Shockley, William

Shockley, William (1910-1989), an American physicist, was one of the inventors of the transistor. With John Bardeen and Walter Brattain, he received the 1956 Nobel Prize in physics for discovering the principles of electrical conduction in solids that make the transistor possible. Transistors control the flow of electric current in radios, television sets, computers, and almost every other kind of electronic equipment.

Shockley was born on Feb. 13, 1910, in London. He received a bachelor’s degree from the California Institute of Technology in 1932 and a Ph.D. degree from the Massachusetts Institute of Technology in 1936. From 1936 to 1955, he worked as a physicist at the Bell Telephone Laboratories. He was a professor of engineering at Stanford University from 1963 to 1975. He died on Aug. 12, 1989.

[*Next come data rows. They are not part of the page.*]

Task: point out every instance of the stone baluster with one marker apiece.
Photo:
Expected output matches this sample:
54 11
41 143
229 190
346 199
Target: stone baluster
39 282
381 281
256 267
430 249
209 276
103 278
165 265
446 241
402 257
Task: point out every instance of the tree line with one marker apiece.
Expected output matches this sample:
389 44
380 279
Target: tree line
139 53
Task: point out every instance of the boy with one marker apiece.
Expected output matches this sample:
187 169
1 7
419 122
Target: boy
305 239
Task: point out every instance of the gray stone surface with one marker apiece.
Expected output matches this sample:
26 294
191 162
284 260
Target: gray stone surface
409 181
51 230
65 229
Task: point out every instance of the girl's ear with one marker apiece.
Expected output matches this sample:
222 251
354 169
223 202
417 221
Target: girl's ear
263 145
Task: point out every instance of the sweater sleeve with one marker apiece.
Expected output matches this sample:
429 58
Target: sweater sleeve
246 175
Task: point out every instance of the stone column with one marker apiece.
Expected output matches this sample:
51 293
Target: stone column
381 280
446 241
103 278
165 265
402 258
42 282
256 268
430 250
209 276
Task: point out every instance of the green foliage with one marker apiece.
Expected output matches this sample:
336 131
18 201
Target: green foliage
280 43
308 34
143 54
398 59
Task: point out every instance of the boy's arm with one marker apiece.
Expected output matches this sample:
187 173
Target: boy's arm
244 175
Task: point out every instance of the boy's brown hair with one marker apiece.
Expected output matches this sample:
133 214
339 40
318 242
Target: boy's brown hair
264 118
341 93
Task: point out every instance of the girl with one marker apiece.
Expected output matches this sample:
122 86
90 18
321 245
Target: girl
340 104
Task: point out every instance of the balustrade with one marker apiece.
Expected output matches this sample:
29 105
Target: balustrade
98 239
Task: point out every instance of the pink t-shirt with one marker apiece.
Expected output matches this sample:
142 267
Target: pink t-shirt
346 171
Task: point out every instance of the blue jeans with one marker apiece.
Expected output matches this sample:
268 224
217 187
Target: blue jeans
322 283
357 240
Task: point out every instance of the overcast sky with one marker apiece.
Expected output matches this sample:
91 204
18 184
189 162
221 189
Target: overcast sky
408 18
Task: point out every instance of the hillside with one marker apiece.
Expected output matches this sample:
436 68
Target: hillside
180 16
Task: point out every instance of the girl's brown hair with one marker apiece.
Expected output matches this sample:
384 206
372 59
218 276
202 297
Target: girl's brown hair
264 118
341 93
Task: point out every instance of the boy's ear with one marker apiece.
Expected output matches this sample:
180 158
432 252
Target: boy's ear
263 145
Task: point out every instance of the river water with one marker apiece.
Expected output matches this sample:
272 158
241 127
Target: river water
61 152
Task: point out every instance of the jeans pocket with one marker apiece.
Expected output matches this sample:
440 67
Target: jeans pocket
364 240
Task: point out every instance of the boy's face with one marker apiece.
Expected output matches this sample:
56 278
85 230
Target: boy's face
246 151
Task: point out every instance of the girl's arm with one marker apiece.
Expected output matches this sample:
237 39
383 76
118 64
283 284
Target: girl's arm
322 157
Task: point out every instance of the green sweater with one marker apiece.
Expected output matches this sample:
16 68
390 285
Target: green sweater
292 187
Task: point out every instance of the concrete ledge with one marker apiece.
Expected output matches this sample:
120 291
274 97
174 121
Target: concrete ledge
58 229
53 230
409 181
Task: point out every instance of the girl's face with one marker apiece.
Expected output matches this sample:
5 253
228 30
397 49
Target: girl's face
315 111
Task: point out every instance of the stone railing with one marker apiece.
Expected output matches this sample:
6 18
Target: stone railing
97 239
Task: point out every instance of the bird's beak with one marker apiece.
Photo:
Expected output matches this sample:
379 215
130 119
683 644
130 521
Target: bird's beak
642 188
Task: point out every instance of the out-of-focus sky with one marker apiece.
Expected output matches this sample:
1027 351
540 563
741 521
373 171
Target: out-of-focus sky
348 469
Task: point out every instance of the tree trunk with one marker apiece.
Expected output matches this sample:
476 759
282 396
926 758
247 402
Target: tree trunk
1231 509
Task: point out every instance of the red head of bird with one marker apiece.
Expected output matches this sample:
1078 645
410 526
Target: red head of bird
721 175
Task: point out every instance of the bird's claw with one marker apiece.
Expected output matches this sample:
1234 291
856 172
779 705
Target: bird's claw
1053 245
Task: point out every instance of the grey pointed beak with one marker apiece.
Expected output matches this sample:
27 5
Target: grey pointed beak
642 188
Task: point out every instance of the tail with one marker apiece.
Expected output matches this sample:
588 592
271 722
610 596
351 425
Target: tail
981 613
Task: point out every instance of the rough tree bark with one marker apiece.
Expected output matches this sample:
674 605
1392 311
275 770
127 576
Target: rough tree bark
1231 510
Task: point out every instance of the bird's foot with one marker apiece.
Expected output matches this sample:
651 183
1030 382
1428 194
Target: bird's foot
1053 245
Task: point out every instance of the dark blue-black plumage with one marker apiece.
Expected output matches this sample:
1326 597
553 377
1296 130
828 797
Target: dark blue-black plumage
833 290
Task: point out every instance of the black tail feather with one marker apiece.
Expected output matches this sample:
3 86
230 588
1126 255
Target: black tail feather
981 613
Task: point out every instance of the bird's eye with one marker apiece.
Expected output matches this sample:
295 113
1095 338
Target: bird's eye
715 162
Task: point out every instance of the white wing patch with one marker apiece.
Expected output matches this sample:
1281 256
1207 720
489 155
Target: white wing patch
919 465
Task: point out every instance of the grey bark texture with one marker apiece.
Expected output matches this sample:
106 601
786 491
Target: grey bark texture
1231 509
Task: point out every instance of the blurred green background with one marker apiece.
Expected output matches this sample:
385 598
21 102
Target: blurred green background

In the 1960’s, Shockley began to promote eugenics and racist views. Eugenics is the idea or act of improving the human population through the selection of people to bear children based on their desirable inherited characteristics. Shockley was convinced that Black people were less intelligent than white people and that heredity, rather than environment, was solely responsible for determining intelligence. He believed that less intelligent people were reproducing more rapidly than more intelligent people and feared it would lead to a cultural decline. Therefore, Shockley proposed coercing people with low intelligence quotients (IQ’s) and certain other traits into undergoing sterilization. The scientific community distanced itself from Shockley for his continued promotion of these views. See Intelligence (The roles of heredity and environment).